Decisions must be made using a multi-stakeholder, solutions-oriented public engagement process: To date, the Port and City have demonstrated an overall lack of a problem-solving mentality. Meaningful processes for collaborative decision-making should include a community-led Sustainable Freight Advisory Committee, created by the Mayor, to provide input and oversight on Port and City planning efforts. This Committee should include designated seats for community members, and be tasked not just with passing along information to the community, but also with engaging in an in-depth, multi-stakeholder, solutions-oriented process.
Each piece of this vision is not only feasible, it is coming. The City and Port have the power to implement this vision to achieve a forward-looking, zero-emissions port that protects and enhances the surrounding community. The transition to a zero-emissions freight sector is not an overly ambitious, unproven idea – it is a fast-approaching reality consistent with directives and plans adopted at the regional, State, and even global level.

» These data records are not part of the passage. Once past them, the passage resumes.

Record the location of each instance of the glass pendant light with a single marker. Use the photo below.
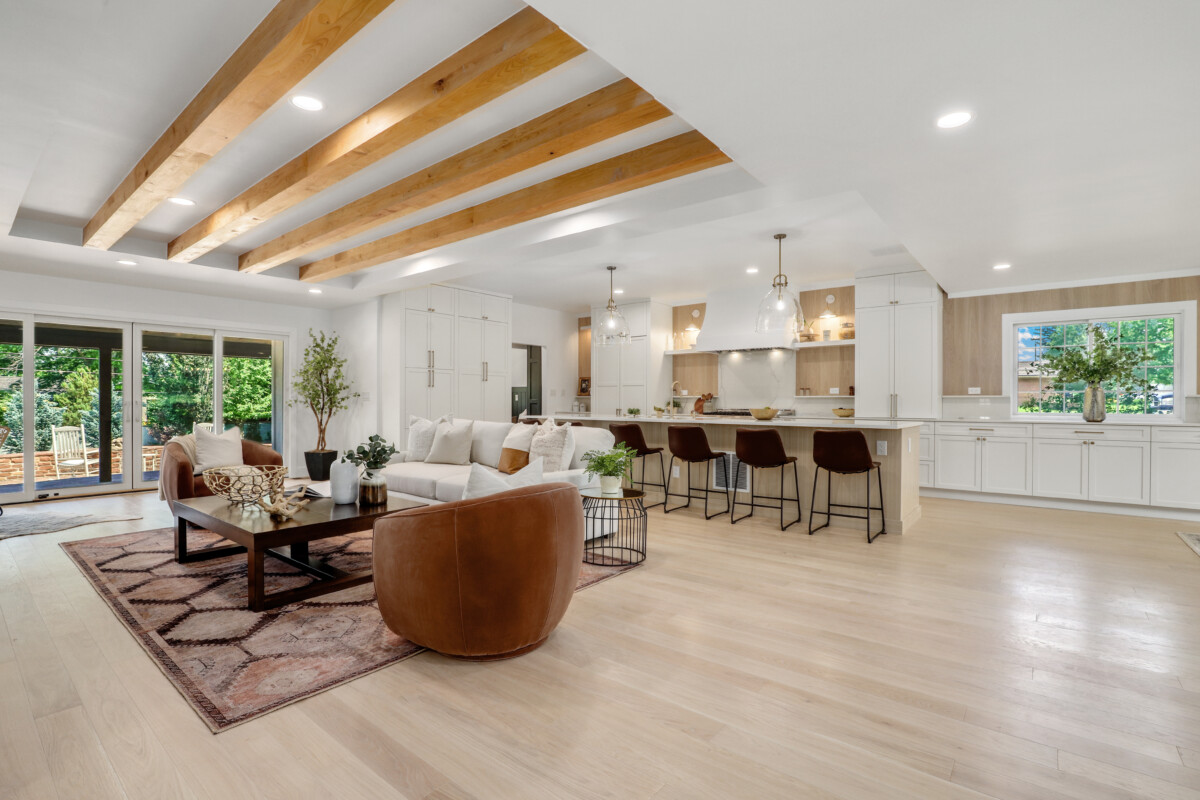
(780, 310)
(611, 328)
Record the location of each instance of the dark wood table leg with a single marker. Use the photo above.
(256, 579)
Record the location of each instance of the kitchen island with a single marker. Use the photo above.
(900, 467)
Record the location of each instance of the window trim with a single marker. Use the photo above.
(1185, 352)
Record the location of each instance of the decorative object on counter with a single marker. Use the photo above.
(321, 385)
(611, 326)
(245, 485)
(611, 465)
(343, 481)
(283, 506)
(1103, 362)
(780, 308)
(372, 457)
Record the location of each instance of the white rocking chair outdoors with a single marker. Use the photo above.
(71, 451)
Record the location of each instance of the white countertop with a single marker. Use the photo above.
(747, 421)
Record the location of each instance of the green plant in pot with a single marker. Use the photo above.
(372, 456)
(1104, 364)
(321, 385)
(611, 465)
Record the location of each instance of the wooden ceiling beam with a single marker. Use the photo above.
(617, 108)
(294, 38)
(515, 52)
(675, 157)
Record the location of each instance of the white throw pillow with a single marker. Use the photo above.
(481, 481)
(555, 444)
(451, 443)
(420, 435)
(213, 450)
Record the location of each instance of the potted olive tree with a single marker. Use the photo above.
(1104, 364)
(611, 465)
(322, 385)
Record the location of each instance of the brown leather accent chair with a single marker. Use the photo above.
(763, 449)
(845, 452)
(689, 444)
(483, 578)
(630, 434)
(175, 471)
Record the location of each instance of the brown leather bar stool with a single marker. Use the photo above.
(846, 453)
(630, 434)
(763, 449)
(689, 444)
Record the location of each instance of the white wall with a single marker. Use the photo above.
(28, 293)
(557, 334)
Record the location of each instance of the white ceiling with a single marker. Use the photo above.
(1080, 166)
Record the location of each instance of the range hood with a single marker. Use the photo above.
(729, 323)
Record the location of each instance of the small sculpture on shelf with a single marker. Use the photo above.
(282, 505)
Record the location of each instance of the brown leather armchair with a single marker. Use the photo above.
(175, 471)
(484, 578)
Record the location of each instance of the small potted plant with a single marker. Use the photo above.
(372, 457)
(1104, 362)
(611, 465)
(322, 385)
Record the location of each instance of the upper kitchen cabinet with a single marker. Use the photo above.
(899, 347)
(897, 289)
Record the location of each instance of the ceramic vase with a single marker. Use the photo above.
(372, 489)
(1093, 403)
(343, 482)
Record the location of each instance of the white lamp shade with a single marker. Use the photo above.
(611, 328)
(778, 312)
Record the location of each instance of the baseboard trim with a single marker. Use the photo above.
(1069, 505)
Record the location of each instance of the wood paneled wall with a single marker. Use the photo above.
(971, 330)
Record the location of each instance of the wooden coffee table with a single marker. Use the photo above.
(258, 535)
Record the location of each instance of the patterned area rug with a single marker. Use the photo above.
(1192, 540)
(232, 663)
(36, 519)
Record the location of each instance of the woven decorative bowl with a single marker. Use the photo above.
(245, 485)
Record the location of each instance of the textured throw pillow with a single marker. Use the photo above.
(451, 443)
(553, 444)
(420, 435)
(213, 450)
(515, 450)
(481, 481)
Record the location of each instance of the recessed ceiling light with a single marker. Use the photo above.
(307, 103)
(954, 119)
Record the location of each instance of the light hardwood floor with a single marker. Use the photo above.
(993, 651)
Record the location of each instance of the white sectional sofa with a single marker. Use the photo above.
(445, 482)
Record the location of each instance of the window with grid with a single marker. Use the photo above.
(1155, 336)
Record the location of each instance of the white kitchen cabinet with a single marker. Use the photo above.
(1175, 474)
(898, 349)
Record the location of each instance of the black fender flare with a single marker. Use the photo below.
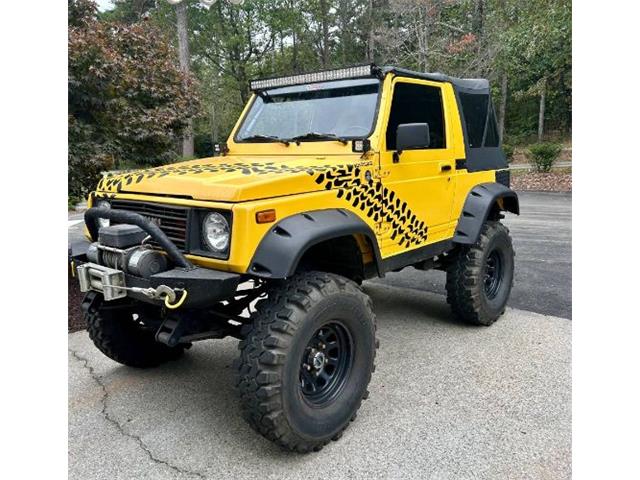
(282, 247)
(479, 203)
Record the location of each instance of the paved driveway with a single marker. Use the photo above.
(448, 401)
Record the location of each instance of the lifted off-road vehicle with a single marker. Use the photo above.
(328, 179)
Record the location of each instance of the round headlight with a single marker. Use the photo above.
(215, 232)
(103, 222)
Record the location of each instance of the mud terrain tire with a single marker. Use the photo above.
(480, 276)
(295, 408)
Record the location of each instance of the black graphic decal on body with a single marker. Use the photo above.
(369, 196)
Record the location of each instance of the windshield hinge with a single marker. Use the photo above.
(379, 173)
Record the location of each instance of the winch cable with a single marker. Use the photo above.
(178, 304)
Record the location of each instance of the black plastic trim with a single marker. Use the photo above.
(281, 249)
(418, 255)
(477, 207)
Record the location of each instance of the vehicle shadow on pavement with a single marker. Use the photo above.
(396, 304)
(186, 413)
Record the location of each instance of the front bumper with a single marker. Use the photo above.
(204, 286)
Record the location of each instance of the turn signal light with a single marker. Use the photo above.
(266, 216)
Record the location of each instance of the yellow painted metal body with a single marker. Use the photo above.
(319, 175)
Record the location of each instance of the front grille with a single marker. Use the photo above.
(172, 220)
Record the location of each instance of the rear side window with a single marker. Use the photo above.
(414, 103)
(478, 114)
(491, 138)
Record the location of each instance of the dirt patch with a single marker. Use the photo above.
(542, 182)
(76, 320)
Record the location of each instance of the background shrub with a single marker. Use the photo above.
(543, 155)
(508, 150)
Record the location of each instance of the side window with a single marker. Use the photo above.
(475, 108)
(491, 139)
(414, 103)
(475, 116)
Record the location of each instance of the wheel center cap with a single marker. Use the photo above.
(318, 360)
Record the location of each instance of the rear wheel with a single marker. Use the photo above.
(126, 334)
(307, 360)
(480, 276)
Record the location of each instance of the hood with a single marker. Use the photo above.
(232, 178)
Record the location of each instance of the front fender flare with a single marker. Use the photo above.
(477, 207)
(281, 249)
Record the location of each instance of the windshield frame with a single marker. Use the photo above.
(256, 95)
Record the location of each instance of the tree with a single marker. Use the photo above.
(128, 100)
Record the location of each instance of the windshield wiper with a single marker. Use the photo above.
(266, 138)
(318, 136)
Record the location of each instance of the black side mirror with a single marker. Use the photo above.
(412, 136)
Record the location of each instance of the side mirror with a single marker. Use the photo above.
(412, 136)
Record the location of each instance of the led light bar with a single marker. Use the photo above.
(358, 71)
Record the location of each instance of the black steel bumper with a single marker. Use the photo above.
(204, 286)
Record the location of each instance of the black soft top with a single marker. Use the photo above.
(482, 144)
(467, 85)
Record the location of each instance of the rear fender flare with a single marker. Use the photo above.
(481, 200)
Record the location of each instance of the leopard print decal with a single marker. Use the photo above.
(376, 201)
(118, 182)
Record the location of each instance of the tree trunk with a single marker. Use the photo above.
(183, 53)
(325, 33)
(543, 95)
(370, 38)
(503, 106)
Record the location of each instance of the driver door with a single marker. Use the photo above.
(418, 184)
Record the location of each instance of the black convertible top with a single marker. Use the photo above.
(466, 85)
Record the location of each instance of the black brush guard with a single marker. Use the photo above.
(204, 286)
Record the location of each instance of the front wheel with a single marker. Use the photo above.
(306, 362)
(480, 276)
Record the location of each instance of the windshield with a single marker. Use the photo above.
(342, 109)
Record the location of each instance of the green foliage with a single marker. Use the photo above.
(508, 150)
(543, 155)
(526, 40)
(128, 100)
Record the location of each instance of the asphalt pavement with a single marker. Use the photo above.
(448, 401)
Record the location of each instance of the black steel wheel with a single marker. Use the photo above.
(480, 276)
(325, 363)
(493, 273)
(307, 360)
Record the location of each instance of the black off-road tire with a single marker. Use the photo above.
(269, 369)
(470, 299)
(122, 338)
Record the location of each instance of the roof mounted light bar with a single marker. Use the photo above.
(357, 71)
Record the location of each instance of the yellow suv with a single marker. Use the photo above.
(328, 179)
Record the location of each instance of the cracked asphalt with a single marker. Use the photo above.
(448, 401)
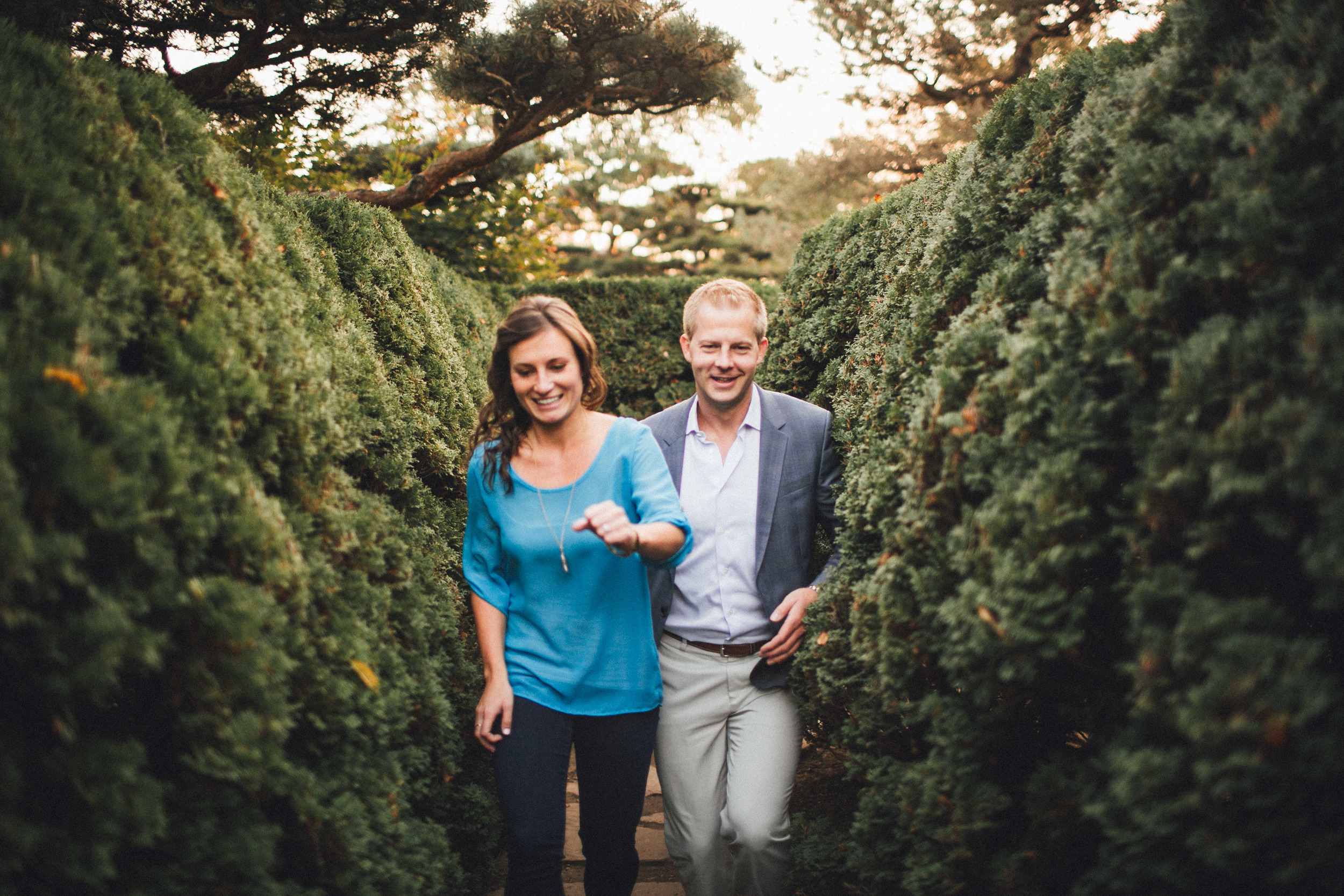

It is in the interest of City officials and the Board of Port Commissioners to plan for this reality, working alongside local residents.
For years, community members have worked to make West Oakland a better place to live, and all that is possible in this vision is the result of their persistence and advocacy. They will continue to engage and help identify solutions. They will continue to watch the development of the Beyond 2020 air quality improvement plan and hope that the City, the Port staff, and the Port Commissioners serve as effective partners and allies in this work. In the words of Brian Beveridge, co-director of WOEIP, “We have fought for 20 years to get reductions in deadly diesel emissions in West Oakland. Now we know that nothing short of zero-emissions transportation will really make our air safe to breathe.” The question now is, will the City and Port finally commit to being good neighbors too?